- Film poster
- 心
- Directed by: Kaneto Shindō
- Written by: Kaneto Shindō (screenplay); Natsume Sōseki (novel);
- Produced by: Kaneto Shindō; Kinshirō Kuzui;
- Starring: Noboru Matsuhashi; Kazunaga Tsuji; Nobuko Otowa;
- Cinematography: Kiyomi Kuroda
- Edited by: Mitsuo Kondo
- Music by: Hikaru Hayashi
- Production companies: Kindai Eiga Kyokai; Art Theatre Guild;
- Distributed by: Art Theatre Guild
- Release date: 27 October 1973 (Japan);
- Running time: 90 minutes
- Country: Japan
- Language: Japanese

= The Heart (1973 film) =

1973 Japanese film

The Heart (心, Kokoro), also titled Love Betrayed, is a 1973 Japanese drama film written and directed by Kaneto Shindō. It is based on the 1914 novel Kokoro by Natsume Sōseki.

==Cast==
- Noboru Matsuhashi as K
- Kazunaga Tsuji as S
- Nobuko Otowa as Mrs. M.
- Anri as I-ko
- Taiji Tonoyama as Father of S
- Yasuo Arakawa as Boy
- Sotomi Kotake as Girl

==Literary source==
Sōseki's novel has been adapted for film and television numerous times, the first time for cinema by Kon Ichikawa in 1955 as The Heart.

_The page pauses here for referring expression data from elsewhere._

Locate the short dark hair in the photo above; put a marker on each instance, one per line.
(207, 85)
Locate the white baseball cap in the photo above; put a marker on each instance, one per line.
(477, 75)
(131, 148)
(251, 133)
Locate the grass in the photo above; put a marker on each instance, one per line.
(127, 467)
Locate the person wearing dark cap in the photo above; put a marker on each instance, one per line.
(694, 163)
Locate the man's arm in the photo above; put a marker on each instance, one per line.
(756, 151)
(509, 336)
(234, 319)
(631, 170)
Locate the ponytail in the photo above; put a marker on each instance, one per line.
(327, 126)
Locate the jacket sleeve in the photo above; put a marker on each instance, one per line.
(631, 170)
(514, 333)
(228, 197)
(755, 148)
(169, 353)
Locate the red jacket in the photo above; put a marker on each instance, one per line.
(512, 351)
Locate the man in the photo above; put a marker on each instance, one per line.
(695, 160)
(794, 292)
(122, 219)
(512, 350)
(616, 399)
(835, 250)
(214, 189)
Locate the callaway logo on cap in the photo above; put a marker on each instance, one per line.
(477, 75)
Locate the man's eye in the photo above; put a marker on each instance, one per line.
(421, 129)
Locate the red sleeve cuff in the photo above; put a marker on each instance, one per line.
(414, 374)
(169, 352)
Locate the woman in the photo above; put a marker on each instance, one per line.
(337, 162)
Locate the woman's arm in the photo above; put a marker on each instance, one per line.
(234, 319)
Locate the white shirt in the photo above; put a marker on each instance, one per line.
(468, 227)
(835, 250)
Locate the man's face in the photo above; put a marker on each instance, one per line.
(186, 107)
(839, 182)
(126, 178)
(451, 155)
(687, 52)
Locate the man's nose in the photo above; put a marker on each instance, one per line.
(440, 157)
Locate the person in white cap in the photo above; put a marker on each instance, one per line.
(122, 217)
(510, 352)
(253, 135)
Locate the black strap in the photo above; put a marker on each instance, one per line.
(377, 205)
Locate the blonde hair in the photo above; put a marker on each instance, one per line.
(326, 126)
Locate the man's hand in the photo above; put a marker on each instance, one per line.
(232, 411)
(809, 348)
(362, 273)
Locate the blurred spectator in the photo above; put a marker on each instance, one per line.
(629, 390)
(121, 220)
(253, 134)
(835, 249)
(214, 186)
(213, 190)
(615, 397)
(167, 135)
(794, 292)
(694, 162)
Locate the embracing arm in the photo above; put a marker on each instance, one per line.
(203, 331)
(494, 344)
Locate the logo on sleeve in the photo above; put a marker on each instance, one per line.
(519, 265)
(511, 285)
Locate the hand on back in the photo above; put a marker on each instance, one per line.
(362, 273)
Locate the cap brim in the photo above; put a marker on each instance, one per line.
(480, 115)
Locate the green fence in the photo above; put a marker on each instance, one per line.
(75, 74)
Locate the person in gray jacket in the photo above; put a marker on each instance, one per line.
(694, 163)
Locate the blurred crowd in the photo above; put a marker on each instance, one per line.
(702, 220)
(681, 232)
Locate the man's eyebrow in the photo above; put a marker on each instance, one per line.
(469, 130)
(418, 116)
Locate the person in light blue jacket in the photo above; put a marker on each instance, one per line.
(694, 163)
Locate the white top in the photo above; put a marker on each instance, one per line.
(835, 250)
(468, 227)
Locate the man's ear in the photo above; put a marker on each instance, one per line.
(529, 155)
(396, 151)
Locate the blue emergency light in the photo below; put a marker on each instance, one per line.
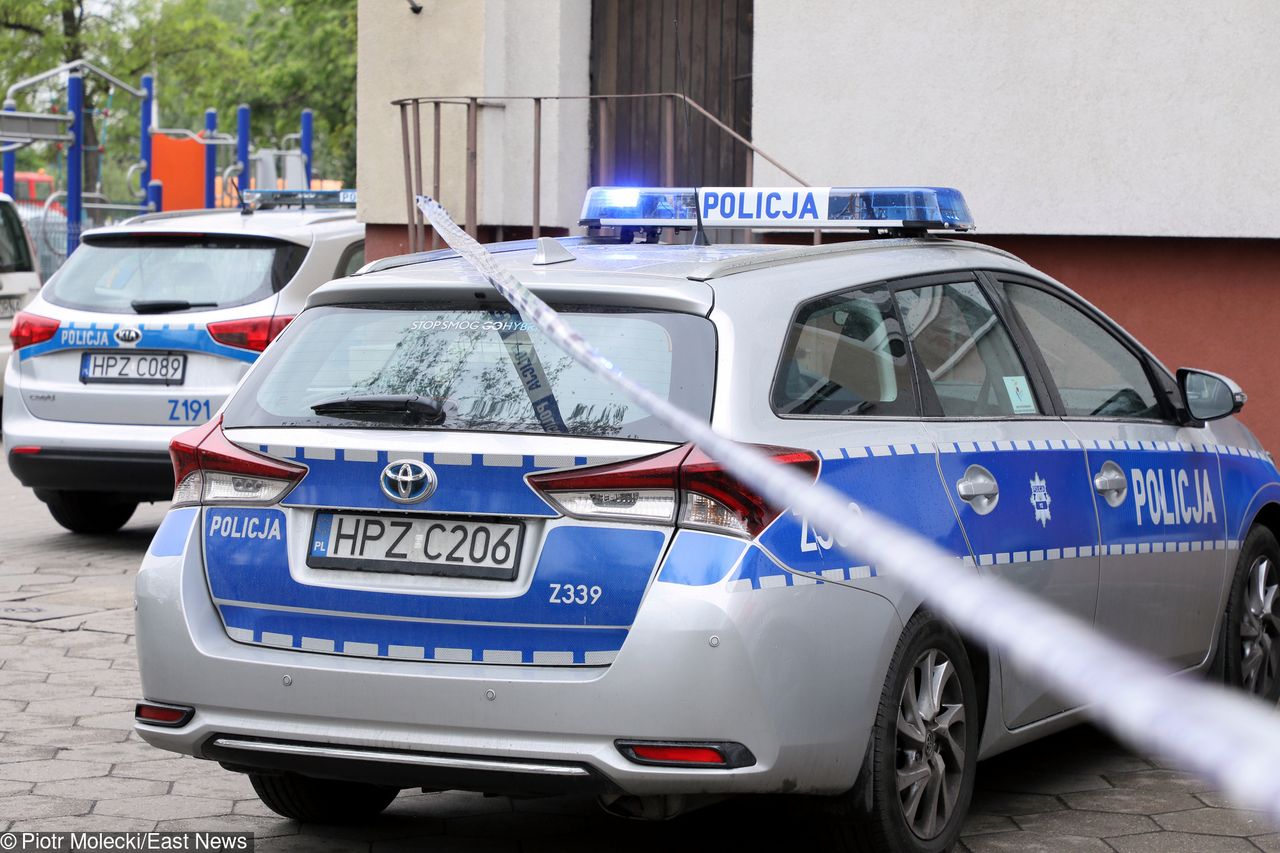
(259, 199)
(827, 208)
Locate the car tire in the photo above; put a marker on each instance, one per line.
(321, 801)
(937, 746)
(1251, 629)
(90, 511)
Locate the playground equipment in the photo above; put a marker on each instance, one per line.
(177, 168)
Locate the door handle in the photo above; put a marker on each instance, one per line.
(978, 488)
(1111, 483)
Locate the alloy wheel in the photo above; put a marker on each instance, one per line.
(929, 746)
(1260, 630)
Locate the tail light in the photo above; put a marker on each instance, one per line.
(31, 328)
(676, 753)
(682, 486)
(208, 468)
(251, 333)
(173, 716)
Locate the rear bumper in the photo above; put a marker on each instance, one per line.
(86, 457)
(794, 675)
(146, 475)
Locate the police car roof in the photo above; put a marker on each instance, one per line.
(667, 277)
(295, 224)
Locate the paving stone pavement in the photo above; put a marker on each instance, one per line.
(71, 761)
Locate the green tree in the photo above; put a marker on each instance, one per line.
(277, 55)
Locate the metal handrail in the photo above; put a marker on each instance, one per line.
(411, 124)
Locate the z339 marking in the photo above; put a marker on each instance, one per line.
(575, 594)
(190, 410)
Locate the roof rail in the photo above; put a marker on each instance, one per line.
(397, 261)
(785, 254)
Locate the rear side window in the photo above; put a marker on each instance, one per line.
(964, 349)
(490, 370)
(14, 256)
(845, 356)
(145, 273)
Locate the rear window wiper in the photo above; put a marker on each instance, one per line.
(412, 409)
(167, 306)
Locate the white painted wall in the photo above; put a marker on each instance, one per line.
(490, 48)
(1091, 117)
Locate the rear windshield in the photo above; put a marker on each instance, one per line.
(490, 370)
(127, 274)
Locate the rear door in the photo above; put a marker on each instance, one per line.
(423, 537)
(154, 329)
(1156, 484)
(1016, 474)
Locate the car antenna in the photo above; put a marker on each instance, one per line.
(682, 83)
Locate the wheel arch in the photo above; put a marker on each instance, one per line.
(979, 661)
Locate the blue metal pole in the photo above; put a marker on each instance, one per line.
(10, 159)
(149, 87)
(210, 156)
(242, 145)
(307, 140)
(74, 160)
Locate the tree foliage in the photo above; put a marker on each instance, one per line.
(277, 55)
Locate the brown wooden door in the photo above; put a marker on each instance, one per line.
(634, 45)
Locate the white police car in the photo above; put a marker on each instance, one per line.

For his version, writer/director Shindō moved the story's Meiji era setting to the 1970s and put his focus only on the novel's third and final part, "Sensei to isho" ("Sensei's testament").

==Reception==
While Louis Frédéric ranked The Heart among Shindō's important films, Max Tessier criticised Shindō's "leaden directing" and "heavy-handed psychology".